4. The accumulated wind and wave power plant of claim 1 , wherein the said enveloped wave converter comprises large tank float, with a wishbone and rod attached to the said float tank, providing means of pumping high pressure fluid to the said PHV.

5. The accumulated wind and wave power plant, as claimed in claim 1 , wherein the said PHV engine is fed by high pressure fluids, the said engine comprising a pressure chamber above a piston with rings sliding in reciprocal fashion in a cylinder, the said piston has a connecting rod which is meshed rack and pinion fashion to a free wheeling clutch mounted on an output shaft, said piston has a calibrated return spring underneath and connected to the rod controlling the valve train.

6. The accumulated wind and wave power plant of claim 5, wherein said PHV operates by allowing high pressure fluid into pressure chamber which compresses the piston together with the return spring to bottom whereby actuating the exhaust valve to empty the cylinder, at the same time, actuating a mechanism to release the piston rod which is momentarily restrained at bottom position, thus, the return spring discharges its energy through the connecting rod which drives the output shaft.

7. The accumulated wind and wave power plant as claimed in claim 5, wherein said PHV engine is a fast steam engine, a high efficiency compressed air motor, a high efficiency hydraulic motor, said PHV engine makes possible the economical and safe transmission of electricity for long distances, where the turbines of remote hydro thermal plants may directly drive compressors and/or high pressure water pumps through pipelines to feed PHV engines coupled to generators where needed.

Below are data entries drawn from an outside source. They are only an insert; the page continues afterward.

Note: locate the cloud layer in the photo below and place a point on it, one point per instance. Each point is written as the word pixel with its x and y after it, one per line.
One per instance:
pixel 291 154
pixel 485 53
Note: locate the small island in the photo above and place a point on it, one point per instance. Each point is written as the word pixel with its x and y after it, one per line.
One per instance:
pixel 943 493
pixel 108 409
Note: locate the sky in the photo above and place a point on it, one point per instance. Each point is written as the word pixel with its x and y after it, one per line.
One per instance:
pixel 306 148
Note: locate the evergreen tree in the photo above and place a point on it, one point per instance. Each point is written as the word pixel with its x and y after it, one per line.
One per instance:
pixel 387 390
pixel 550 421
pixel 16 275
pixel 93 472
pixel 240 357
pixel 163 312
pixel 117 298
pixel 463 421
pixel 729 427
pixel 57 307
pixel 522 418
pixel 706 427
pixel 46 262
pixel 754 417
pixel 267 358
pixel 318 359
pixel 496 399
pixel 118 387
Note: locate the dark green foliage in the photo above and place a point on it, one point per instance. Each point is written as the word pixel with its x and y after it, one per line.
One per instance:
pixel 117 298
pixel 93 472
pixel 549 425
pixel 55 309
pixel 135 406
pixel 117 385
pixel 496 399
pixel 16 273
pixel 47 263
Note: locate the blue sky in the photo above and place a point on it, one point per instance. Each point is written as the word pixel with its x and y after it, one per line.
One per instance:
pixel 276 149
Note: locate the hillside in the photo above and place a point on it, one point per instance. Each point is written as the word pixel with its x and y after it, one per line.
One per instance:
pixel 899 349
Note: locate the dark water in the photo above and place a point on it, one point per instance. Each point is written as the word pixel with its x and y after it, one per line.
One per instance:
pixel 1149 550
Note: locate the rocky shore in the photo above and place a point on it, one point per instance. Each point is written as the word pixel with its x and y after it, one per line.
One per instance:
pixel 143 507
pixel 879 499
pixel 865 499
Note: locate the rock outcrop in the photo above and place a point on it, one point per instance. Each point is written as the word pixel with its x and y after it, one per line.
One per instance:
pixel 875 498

8. The accumulated marine wind and wave power plant as claimed in claim 1 , wherein said ocean depth and land depth storage systems make use of deep ocean as an elevated structure in relation to a floating platform from which weights are suspended sequentially to function as an accumulator of energy, said storage system similarly being worked on land such that a similar structure consist of deep trench on land over which weights are operated.

9. Accumulator marine wind and wave plant of claim 7, wherein the suspended weights function as mechanical battery to store substantial amount of energy with negligible loses.

10. The accumulated marine wind and wave power plant of the preceeding claims wherein power generated from the said power plant is subsequently utilized in the generation of electricity and power dependent devices.